PENYALURAN BANTUAN PANGAN CADANGAN BERAS PEMERINTAH PUSAT SECARA SIMBOLIS DI 5 KELURAHAN KOTA BIMA ALOKASI BULAN JULI, AGUSTUS DAN SEPTEMBER TAHUN 2026
Rabu, 19 Agustus 2026
Pangan merupakan salah satu kebutuhan dasar manusia paling utama dan harus senantiasa tersedia secara cukup, aman, bergizi, beragam, terjangkau dan tidak bertentangan dengan keyakinan dan kebudayaan masyarakat. Pemenuhan kebutuhan dasar atas pangan harus memberi manfaat secara adil, dan merata sesuai kedaulatan pangan, kemandirian pangan dan ketahanan pangan. Akses untuk memperoleh pangan merupakan hak asasi manusia.
Indonesia menghadapi permasalahan dalam pemenuhan kebutuhan pangan. Jumlah penduduk memiliki tren meningkat setiap tahun dan masalah kemiskinan menjadikan tantangan dalam pemenuhan pangan. Masalah el nino di Indonesia memberikan dampak yang signifikan, seperti kekeringan, kekurangan air bersih, gagal panen, dan kebakaran hutan. Hal ini dapat meningkatkan kemiskinan di Indonesia.
Peraturan Presiden Nomor 125 tahun 2022 tentang Penyelenggaraan Cadangan Pangan Pemerintah dilakukan untuk menanggulangi kekurangan pangan, gejolak harga pangan, bencana alam, bencana sosial dan/atau keadaan darurat. Penyaluran Cadangan Pangan Pemerintah untuk pemberian Bantuan Pangan Beras tahun 2026 menggunakan Data Tunggal Sosial Ekonomi Nasional (DTSEN) dari Kementrian Sosial.
Penyaluran CPP bertujuan untuk mengurangi beban pengeluaran penerima bantuan pangan (PBP) sekaligus sebagai upaya dalam mengentaskan kemiskinan, menangani kerawanan pangan, menanggulangi kekurangan pangan dan gizi, menurunkan stunting, mengendalikan gejolak harga pangan dan inflasi, serta melindungi produsen dan konsumen.

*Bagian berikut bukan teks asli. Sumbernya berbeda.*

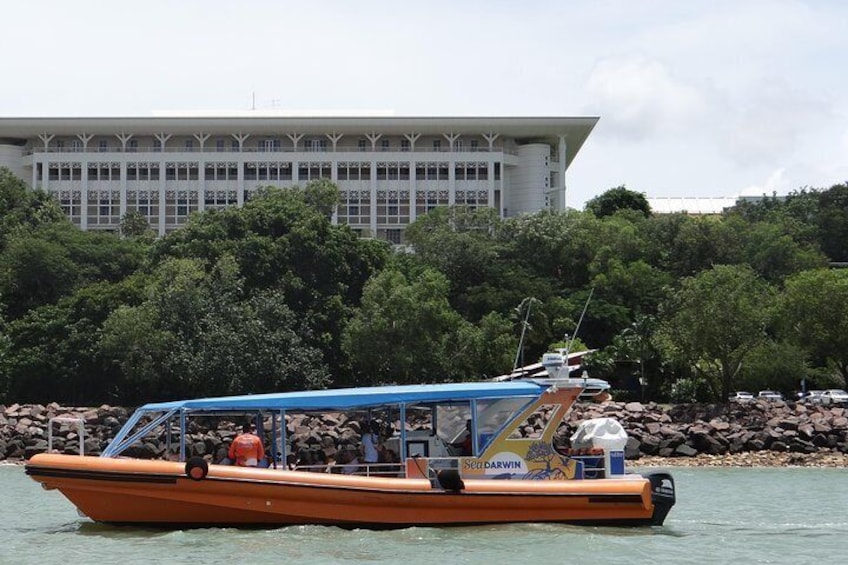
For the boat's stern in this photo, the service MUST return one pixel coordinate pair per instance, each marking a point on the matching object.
(662, 495)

Sasaran Penyaluran cadangan pangan pemerintah untuk pemberian bantuan pangan beras adalah penerima bantuan pangan (PBP) yang ditetapkan oleh Kepala Badan Pangan Nasional (Bapanas) berdasarkan hasil rapat koordinasi tingkat menteri/Kepala lembaga. Sumber data PBP berasal dari Kementrian yang menyelenggarakan urusan Pemerintahan di bidang social atau Lembaga lain yang ditetapkan oleh pemerintah. Data penerima bantuan pangan beras yang digunakan untuk pemberian bantuan pangan alokasi bulan Juli, Agustus dan September 2026 adalah dari Data Tunggal Sosial Ekonomi Nasional (DTSEN) dari Kementrian Sosial (Kemensos).
Adapun kelurahan yang akan di serahkan secara simbolis antara laian :
- Kelurahan Sadia Kecamatan Mpunda Kota Bima, Hari Rabu Tanggal 19 Agustus Tahun 2026 sebanyak 274 KK.

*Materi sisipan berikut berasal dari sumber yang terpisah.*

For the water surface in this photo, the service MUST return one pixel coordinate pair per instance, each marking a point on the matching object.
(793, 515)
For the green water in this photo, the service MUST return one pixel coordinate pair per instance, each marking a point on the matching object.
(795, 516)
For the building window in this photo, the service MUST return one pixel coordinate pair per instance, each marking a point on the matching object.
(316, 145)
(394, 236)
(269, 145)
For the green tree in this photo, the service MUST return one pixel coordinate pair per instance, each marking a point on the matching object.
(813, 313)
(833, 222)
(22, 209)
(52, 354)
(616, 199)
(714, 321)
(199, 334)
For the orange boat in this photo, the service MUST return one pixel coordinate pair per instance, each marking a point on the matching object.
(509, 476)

- Kelurahan Penaraga Kecamatan Raba Kota Bima, Hari Kamis Tanggal 20 Agustus Tahun 2026 sebanyak 327 KK.
- Kelurahan Sarae Kecamatan Rasanae Barat Kota Bima, Hari Jum’at Tanggal 21 Agustus Tahun 2026 sebanyak 359 KK.
- Kelurahan Melayu Kecamatan Asakota Kota Bima, Hari Senen Tanggal 24 Agustus Tahun 2026 sebanyak 480 KK.

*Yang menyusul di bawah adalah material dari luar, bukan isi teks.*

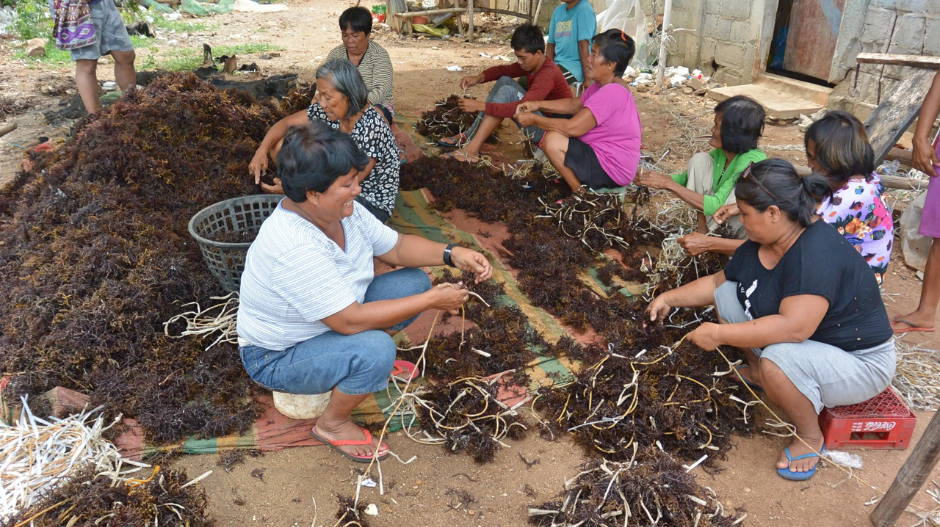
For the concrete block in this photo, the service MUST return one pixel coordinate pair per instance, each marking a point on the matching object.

- Kelurahan Kodo Kecamatan RasanaE Timur Kota Bima, Hari Rabu Tanggal 26 Agustus Tahun 2026 sebanyak 242 KK.
Perum BULOG bertanggungjawab melaksanakan penyaluran CPP untuk pemberian bantuan pangan beras dari gudang layanan sampai diterima oleh penerima bantuan pangan di titik penyerahan (dropping point) disertai dengan kelengkapan dokumentasi foto setiap penerima bantuan/penerima bantuan pengganti/perwakilan. Perum BULOG juga melakukan pengendalian, pengawalan dan monitoring terhadap mitra transporter yang membantu penyaluran bantuan pangan beras agar penyaluran berjalan dengan lancar.